Speaker
Description
Flux pumps are gaining traction as alternatives to traditional power supplies for HTS magnets due to their reduced heat-leak and compactness. Automatic flux pumps are the simplest embodiment and rely on a section of superconductor parallel to the load magnet, known as the bridge, being driven outside its critical surface by an induced voltage on the secondary of a transformer. Most previously reported automatic HTS flux pumps have been experimental prototypes, using programmable laboratory power supplies to drive the transformer primary. Here we report on an automatic HTS flux pump driven from a compact 24 V Nickel Metal Hydride (NiMH) battery pack, by a custom half-bridge inverter through a 1000:1 transformer.

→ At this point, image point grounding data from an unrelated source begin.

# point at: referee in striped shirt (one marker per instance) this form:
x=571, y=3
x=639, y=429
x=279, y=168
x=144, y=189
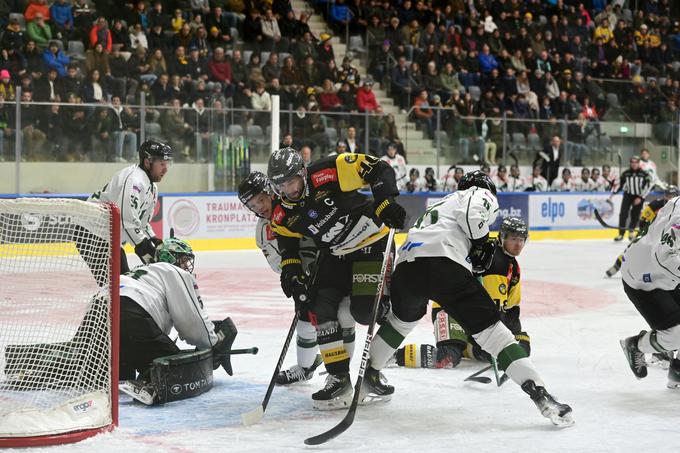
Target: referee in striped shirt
x=635, y=184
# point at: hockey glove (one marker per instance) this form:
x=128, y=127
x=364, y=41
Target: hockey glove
x=481, y=254
x=146, y=250
x=294, y=279
x=390, y=212
x=524, y=341
x=448, y=355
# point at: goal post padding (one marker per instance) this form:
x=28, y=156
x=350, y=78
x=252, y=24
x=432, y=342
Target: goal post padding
x=59, y=283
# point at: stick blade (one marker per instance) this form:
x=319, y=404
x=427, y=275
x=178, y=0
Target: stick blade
x=252, y=417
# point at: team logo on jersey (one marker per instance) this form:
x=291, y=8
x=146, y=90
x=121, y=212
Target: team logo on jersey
x=324, y=176
x=278, y=214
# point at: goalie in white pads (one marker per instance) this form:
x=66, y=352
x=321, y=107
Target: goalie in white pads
x=650, y=280
x=154, y=299
x=436, y=262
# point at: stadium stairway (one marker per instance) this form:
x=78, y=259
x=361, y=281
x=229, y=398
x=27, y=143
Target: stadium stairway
x=419, y=149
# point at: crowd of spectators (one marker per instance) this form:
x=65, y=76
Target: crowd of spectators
x=199, y=61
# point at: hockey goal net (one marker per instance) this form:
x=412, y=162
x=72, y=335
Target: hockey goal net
x=58, y=320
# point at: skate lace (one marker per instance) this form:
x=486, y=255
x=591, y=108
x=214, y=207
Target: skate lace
x=296, y=372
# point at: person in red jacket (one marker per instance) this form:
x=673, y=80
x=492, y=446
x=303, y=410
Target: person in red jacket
x=219, y=70
x=100, y=33
x=366, y=101
x=35, y=7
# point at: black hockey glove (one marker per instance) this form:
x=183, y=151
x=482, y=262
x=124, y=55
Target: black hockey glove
x=481, y=254
x=390, y=212
x=524, y=341
x=294, y=280
x=448, y=355
x=146, y=250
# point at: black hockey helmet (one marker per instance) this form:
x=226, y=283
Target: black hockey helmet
x=284, y=165
x=515, y=226
x=154, y=149
x=476, y=178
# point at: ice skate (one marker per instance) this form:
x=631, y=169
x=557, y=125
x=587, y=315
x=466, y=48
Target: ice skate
x=558, y=413
x=636, y=358
x=674, y=374
x=374, y=388
x=139, y=390
x=296, y=373
x=337, y=394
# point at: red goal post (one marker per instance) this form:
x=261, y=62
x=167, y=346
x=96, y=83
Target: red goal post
x=59, y=320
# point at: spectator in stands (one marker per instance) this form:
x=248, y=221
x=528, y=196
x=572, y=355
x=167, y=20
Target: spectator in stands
x=536, y=182
x=563, y=184
x=39, y=31
x=366, y=101
x=100, y=34
x=55, y=58
x=549, y=159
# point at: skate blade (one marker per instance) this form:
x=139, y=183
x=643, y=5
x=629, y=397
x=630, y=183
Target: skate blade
x=339, y=402
x=372, y=399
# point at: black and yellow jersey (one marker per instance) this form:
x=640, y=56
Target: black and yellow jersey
x=332, y=211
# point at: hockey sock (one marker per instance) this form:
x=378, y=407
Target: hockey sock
x=660, y=340
x=306, y=344
x=332, y=349
x=390, y=335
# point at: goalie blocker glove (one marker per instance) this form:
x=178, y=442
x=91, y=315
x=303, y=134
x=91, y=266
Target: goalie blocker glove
x=481, y=254
x=390, y=212
x=146, y=250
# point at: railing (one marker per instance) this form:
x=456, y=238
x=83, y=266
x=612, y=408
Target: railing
x=231, y=139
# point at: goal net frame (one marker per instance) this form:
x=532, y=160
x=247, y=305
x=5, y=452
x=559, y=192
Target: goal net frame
x=89, y=406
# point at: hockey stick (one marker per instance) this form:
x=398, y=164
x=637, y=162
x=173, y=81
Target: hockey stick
x=481, y=379
x=254, y=416
x=346, y=422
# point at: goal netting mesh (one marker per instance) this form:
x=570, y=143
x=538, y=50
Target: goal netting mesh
x=56, y=336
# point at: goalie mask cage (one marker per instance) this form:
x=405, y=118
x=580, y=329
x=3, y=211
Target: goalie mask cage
x=59, y=282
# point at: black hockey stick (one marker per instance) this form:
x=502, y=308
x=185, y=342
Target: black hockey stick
x=481, y=379
x=346, y=422
x=254, y=416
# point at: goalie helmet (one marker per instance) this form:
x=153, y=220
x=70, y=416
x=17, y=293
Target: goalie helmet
x=284, y=165
x=155, y=149
x=476, y=178
x=176, y=252
x=515, y=226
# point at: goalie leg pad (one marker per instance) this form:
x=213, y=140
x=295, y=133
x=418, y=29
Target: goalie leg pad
x=181, y=376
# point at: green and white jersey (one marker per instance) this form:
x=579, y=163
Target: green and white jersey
x=135, y=194
x=449, y=226
x=170, y=295
x=653, y=260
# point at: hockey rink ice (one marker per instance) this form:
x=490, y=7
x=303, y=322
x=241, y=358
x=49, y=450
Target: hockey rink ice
x=573, y=313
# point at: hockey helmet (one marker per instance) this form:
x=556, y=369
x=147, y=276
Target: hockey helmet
x=176, y=252
x=155, y=149
x=284, y=165
x=476, y=178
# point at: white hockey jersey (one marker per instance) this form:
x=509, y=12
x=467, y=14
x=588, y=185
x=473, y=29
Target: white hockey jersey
x=135, y=194
x=398, y=164
x=266, y=241
x=449, y=225
x=653, y=261
x=170, y=295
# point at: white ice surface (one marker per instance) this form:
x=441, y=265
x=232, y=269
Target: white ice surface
x=575, y=317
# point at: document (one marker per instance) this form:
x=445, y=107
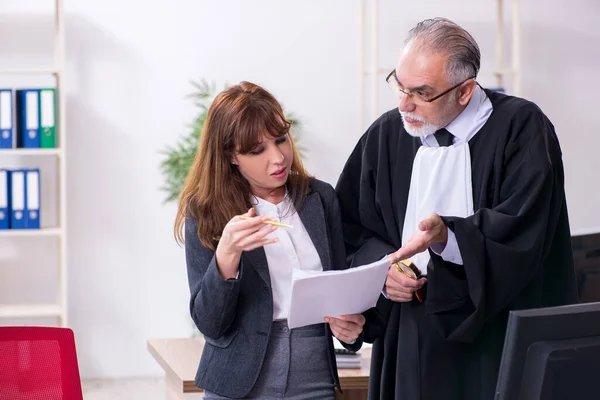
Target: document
x=320, y=294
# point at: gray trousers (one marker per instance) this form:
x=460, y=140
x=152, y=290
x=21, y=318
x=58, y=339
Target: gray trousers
x=296, y=366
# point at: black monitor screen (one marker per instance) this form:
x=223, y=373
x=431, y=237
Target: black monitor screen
x=551, y=354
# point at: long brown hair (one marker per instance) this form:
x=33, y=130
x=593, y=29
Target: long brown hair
x=214, y=190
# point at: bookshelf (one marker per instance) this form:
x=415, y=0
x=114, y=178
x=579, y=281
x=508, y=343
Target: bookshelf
x=57, y=308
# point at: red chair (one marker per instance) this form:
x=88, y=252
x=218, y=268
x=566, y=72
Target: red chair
x=38, y=363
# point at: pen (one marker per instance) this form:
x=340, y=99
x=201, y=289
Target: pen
x=270, y=222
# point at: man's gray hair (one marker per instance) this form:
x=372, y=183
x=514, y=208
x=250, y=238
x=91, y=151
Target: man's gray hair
x=440, y=35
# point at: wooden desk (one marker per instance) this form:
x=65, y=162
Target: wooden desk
x=179, y=358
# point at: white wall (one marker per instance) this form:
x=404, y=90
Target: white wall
x=129, y=67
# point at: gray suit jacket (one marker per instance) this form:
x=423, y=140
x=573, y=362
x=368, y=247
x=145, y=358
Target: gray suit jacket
x=235, y=316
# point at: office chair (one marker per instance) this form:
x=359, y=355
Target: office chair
x=38, y=363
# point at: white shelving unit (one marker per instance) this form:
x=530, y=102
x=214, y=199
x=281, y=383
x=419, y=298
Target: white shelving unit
x=376, y=72
x=58, y=308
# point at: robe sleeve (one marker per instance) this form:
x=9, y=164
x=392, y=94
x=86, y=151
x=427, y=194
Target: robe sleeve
x=504, y=247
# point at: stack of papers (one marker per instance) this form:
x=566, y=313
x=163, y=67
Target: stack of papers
x=320, y=294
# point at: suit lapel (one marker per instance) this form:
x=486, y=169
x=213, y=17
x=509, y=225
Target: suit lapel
x=258, y=259
x=312, y=216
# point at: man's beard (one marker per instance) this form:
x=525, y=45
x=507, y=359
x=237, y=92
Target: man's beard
x=425, y=129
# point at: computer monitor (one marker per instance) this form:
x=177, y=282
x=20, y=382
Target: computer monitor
x=551, y=354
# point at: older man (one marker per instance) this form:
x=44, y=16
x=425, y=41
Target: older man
x=465, y=186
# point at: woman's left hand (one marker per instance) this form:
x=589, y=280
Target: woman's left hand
x=346, y=328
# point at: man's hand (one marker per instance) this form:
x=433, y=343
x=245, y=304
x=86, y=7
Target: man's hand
x=431, y=230
x=346, y=328
x=400, y=287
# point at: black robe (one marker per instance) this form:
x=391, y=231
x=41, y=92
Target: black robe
x=516, y=251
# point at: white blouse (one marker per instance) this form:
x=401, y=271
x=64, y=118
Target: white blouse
x=295, y=250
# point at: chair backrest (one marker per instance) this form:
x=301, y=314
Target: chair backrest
x=38, y=363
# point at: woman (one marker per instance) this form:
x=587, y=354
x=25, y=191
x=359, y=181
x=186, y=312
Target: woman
x=247, y=172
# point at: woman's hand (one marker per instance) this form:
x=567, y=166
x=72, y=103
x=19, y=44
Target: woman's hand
x=241, y=235
x=346, y=328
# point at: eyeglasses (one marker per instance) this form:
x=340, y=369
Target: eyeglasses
x=418, y=96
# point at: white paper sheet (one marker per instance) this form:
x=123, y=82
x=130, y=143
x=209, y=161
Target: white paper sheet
x=317, y=294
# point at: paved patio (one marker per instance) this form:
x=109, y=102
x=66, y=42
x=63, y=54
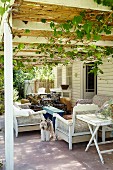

This configuration achieved DC load current above 120 A in a small inductive HTS load when operating at 1 Hz. We replicate several previously reported results, including the benefits of using copper in the transformer secondary loop and having a non-inductive bifilar bridge section made from REBCO tape. We also introduce several simplifications, including driving the transformer primary with a rectangular voltage pulse waveform and replacing the primary-side power supply with a battery and discrete power semiconductors. Further, we develop a clear model of the automatic flux pump, which demonstrates the relationships between the secondary-side fixed resistance, leakage inductance, operating frequency, charging rate and maximum current. Our results show that automatic HTS flux pumps are simple, well-understood and are ready for application as HTS magnet power supplies in demonstration systems.